How We Replaced Legacy Automations with a Scalable Workflow Engine in HomeForged

The Problem with Our Old Automation System

A year ago, HomeForged’s automation system was a tangled web of hardcoded conditionals, cron-driven scripts, and one-off event listeners. It worked—until it didn’t. What started as a simple "send email when user completes profile" grew into a brittle network of state checks scattered across controllers, jobs, and listeners. Each new automation required touching multiple files, and testing meant spinning up entire user journeys just to verify a single trigger.

Worse, visibility was a nightmare. Admins couldn’t see which automations were active, why they fired, or where they failed. Debugging meant grepping logs and hoping you caught the right exception. We hit a wall: the system couldn’t support the complexity we needed for personalized onboarding, skill-based task routing, or conditional content delivery.

The final straw? A silent failure that skipped 200+ welcome emails because a timestamp comparison used <= instead of <. No alert. No retry. Just dead silence.

We needed a real workflow engine—not just automations, but workflows with state, visibility, and resilience.

Building a Skill-Driven Workflow Engine

Our goal was simple: replace rigid scripts with dynamic, composable workflows that could adapt to user behavior, scale across thousands of users, and be fully observable from the admin side.

We started by defining skills as first-class citizens. Instead of hardcoding logic like "if user uploads file, mark task complete," we introduced a Skill model that represented capabilities—like UploadDocument, CompleteProfile, or VerifyEmail. Each skill could be granted, revoked, or checked across contexts.

Workflows were then built around these skills. A workflow definition now looks like:

Workflow::define('onboarding')
    ->startIf(fn($user) => $user->hasSkill('StartedOnboarding'))
    ->then('SendWelcomeEmail')
    ->then('WaitForSkill:UploadDocument')
    ->then('GrantSkill:BasicAccess')
    ->onFailure('NotifyAdmin');

This trait-based approach made workflows declarative and reusable. We could define a single workflow and apply it across user segments, with visibility controlled by skill gates. Admins could now see, in real time, which users were stuck waiting for which skills—and intervene manually if needed.

We also built a Filament-powered admin dashboard that rendered workflow instances as interactive timelines. Clicking a user showed exactly where they were in each workflow, which skills were pending, and whether any steps had failed.

Making Workflows Resilient (Not Just Functional)

The real test wasn’t whether workflows ran—it was whether they recovered when things went wrong.

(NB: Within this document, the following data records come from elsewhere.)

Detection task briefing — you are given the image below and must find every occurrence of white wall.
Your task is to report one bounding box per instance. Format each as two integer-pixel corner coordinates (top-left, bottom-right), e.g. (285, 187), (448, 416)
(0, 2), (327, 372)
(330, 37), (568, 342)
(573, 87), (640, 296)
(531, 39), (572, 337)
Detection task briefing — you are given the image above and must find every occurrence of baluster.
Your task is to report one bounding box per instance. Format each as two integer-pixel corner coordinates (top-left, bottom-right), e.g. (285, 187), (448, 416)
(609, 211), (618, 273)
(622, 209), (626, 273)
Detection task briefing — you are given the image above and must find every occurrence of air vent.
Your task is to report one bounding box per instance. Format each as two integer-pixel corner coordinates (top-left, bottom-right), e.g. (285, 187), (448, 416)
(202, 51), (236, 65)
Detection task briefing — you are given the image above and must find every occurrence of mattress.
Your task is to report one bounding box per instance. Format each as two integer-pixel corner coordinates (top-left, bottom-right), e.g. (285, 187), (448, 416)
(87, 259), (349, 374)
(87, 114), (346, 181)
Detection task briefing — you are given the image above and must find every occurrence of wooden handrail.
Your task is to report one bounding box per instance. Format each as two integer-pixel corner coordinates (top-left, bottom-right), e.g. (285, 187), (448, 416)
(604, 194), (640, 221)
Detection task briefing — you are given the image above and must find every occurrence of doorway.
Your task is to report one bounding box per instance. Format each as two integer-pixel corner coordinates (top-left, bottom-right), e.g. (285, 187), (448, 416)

We added three layers of robustness:

Failure detection: Every workflow step now runs inside a monitored job. If it throws, we catch it, log context, and mark the step as failed—without killing the entire chain.
Retry hooks: Failed steps can be retried manually via the admin UI or automatically after a delay. We use Laravel’s native retry mechanism but wrap it with workflow-aware logic so state stays consistent.
Recovery actions: Workflows can define onFailure callbacks—like sending an alert, reverting a skill grant, or switching to a fallback path.

We also introduced a WorkflowMonitor service that runs hourly to detect stalled workflows (e.g., users stuck in "waiting for skill" for more than 7 days). These are flagged in the admin panel and can trigger manual review or automated nudges.

During rollout, we ran both systems in parallel for two weeks, mirroring triggers and comparing outcomes. Once we hit 100% consistency across 10K+ events, we cut over—removing all legacy automation code on October 22, 2025.

Lessons from the Trenches

Rewriting core logic in a live system is never clean. Here’s what we learned:

Start with observability: We built the dashboard before the engine was fully done. Seeing workflows in the UI made it obvious where the UX was confusing.
Don’t underestimate state management: We initially stored workflow state in JSON columns. Bad idea. We migrated to a dedicated workflow_instances and workflow_steps table for querying and debugging.
Test failure modes, not just success: Our test suite now includes "zombie workflow" scenarios, skill revocation during execution, and clock skew in scheduled waits.

The new engine isn’t just faster or cleaner—it’s understandable. New team members can read a workflow definition and instantly grasp the user journey. Admins can debug without SSH. And we can now build features like conditional branching and A/B testing paths in days, not weeks.

If you’re wrestling with legacy automations in Laravel, don’t patch it—replace it. Build workflows that are visible, composable, and resilient from day one. Your future self (and your on-call rotation) will thank you.